FSMVÜ Medeniyetler İttifakı Enstitüsü ile G20 iş birliğinde gerçekleştirilen "G20 Medeniyetler Zirvesi" başladı.
"Din, Uyum ve Sürdürülebilir Kalkınma" alt başlığıyla 16-18 Kasım tarihleri arasında Barcelo Eresin Topkapı'da düzenlenen zirveye ilişkin açıklama yapan Prof. Dr. Recep Şentürk, Fransa'daki terör saldırılarının ardından yaptıkları medeniyet çalışmalarının öneminin bir kez daha ön plana çıktığını belirtti.

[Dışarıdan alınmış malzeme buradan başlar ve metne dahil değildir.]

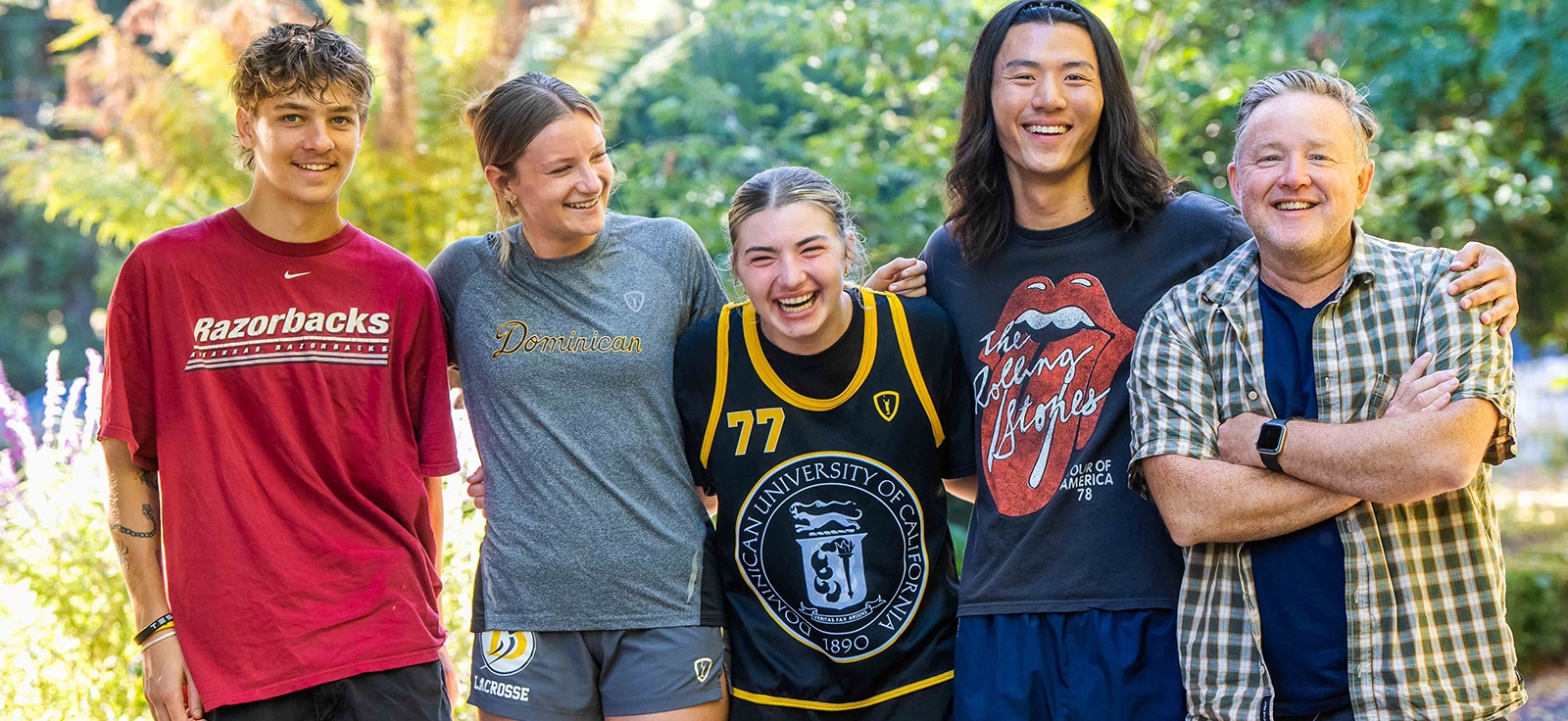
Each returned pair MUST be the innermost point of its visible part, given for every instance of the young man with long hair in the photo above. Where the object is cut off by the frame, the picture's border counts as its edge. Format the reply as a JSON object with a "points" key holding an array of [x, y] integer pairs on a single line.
{"points": [[1065, 229], [276, 427]]}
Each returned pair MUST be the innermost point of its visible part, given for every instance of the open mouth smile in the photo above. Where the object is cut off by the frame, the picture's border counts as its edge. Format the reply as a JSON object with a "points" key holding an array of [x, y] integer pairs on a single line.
{"points": [[1048, 129], [1294, 206], [797, 305]]}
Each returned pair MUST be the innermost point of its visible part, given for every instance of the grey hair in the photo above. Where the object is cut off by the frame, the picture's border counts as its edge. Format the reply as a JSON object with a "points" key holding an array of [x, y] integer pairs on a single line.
{"points": [[788, 185], [1316, 83]]}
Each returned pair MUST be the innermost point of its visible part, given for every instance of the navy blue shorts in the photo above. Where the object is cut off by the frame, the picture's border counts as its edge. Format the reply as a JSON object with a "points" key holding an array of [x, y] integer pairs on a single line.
{"points": [[1068, 666]]}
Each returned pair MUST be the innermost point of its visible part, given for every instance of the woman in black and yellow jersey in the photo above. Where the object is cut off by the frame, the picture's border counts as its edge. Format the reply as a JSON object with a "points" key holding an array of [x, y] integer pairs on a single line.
{"points": [[825, 419]]}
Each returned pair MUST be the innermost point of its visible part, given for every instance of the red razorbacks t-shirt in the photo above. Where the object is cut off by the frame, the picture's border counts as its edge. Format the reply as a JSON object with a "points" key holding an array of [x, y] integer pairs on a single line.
{"points": [[292, 399]]}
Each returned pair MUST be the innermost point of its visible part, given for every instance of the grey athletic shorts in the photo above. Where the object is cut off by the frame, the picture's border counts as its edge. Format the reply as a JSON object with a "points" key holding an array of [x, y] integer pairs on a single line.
{"points": [[569, 676]]}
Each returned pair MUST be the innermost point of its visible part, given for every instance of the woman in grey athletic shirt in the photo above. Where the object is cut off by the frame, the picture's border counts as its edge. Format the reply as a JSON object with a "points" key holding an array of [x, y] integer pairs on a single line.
{"points": [[588, 600]]}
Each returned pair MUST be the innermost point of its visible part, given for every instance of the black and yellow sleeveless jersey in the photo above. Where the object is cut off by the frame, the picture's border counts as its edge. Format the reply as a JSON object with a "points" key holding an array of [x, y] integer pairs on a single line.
{"points": [[833, 538]]}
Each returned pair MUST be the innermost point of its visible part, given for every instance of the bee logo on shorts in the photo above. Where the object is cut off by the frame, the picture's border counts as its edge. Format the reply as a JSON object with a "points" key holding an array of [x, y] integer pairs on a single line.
{"points": [[886, 404], [507, 652]]}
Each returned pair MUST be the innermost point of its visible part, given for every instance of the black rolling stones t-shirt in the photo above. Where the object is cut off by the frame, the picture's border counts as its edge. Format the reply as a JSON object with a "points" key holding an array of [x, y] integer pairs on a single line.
{"points": [[1047, 328]]}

Şentürk, zirveyle farklı medeniyetlerden bir araya gelen insanların yaşadıkları sorunları birlikte tartışabilmeyi amaçladıklarını anlatarak, "Zirvede Suriyeli mülteciler, fakir ülkelere insanı yardımlar, din ve ekonomi ilişkisi, din ve sağlık gibi konular ele alınacak. Sorunlar dünyanın bir bölgesine ait sorunlar değil bütün insanlığın sorunu" diye konuştu.
Zirve'nin G20'den hemen sonra yapılmasının G20'de olaylara sadece ekonomik bir açıdan yaklaşılması olduğunu dile getiren Şentürk, ekonominin sorunların çözümü için yeterli olmadığını, mutlaka dinin, medeniyetin, kültürün de sorunları analiz etme ve çözüm üretmede hesaba katılması gerektiğini kaydetti.
Şentürk, zirveye 40'ı aşkın ülkeden katılım olduğunu aktararak, "Medeniyetler birbirinden izole edilmiş değildir. Bir medeniyetin kendi problemlerini tek başına çözmesi de mümkün değildir. Mutlaka medeniyetler iç içe geçmiş vaziyettedir. Buna 'açık medeniyet' diyoruz. Mesela Fransa'da bir olay oluyor, bütün dünya etkileniyor. Günümüzde dünya tek bir köy haline geldi. Mahalli de olsa sorunlarımızı artık küresel bir perspektifte ve diğer medeniyetlerle iş birliği halinde çözmek mecburiyetindeyiz" değerlendirmesinde bulundu.
"Eşitlik, Kapsayıcılık ve Ayrım Gözetmemek" Oturumu
Moderatörlüğünü Rotterdam Erasmus Üniversitesi Uluslararası Kamu Hukuku Bölümü'nden Doç Dr. Jeroen Temperman'ın yaptığı oturumda konuşan FSMVÜ Medeniyetler İttifakı Enstitüsü'nden Linda Hyökki, yaşam alanlarının güncel hayata dair farklı unsurları anlattığını söyledi.
"Öteki" kavramına vurgu yapan Hyökki, Finlandiyalıların Suriyeli sığınmacılara bakışına ilişkin örnekler vererek, ülkede Müslümanlar ve mültecilerle ilgili bilgi eksikliğinin hakim olduğunu, bunun da ancak eğitimle ortadan kaldırılabileceğini ifade etti.
Avrupa'da Müslümanların kamusal alanda sadece dinleriyle algılandıklarını vurgulayan Hyökki, kimliklerin birbirinden izole hale getirildiğini ve öteki olarak algılanabildiğini belirtti. Bir insanın tek kimlik üzerinden tanımlanmasının mümkün olmadığına işaret eden Hyökki, sırf kimliğinden dolayı insanların düşman olarak görülemeyeceğinin altını çizdi.
FSMVÜ Medeniyetler İttifakı Enstitüsü'nden Fadi Zatari de medeniyet çalışmalarıyla nasıl birlikte yaşanılabileceğine baktıklarını belirtti.
Liderlerin insanları bir araya getirme misyonu olduğunu aktaran Zatari, insanların bir araya gelmesiyle tüm dünya sistemi içerisinde bir arada yaşamalarına imkan sağlanabileceğini dile getirdi.
Zatari, adaletle bir medeniyetin oluşturulabileceğini belirterek, herkesi kapsayan bir adalet sistemiyle ülkeleri, ekonomileri daha iyi bir hale getirecek daha yaşanılabilir dünyanın mümkün olduğunu savundu.
Ekonominin önemine de vurgu yapan Zatari, her şeyin doğal bir sebebinin olduğunu ve medeniyetin de bireyden ortaya çıktığını anlattı.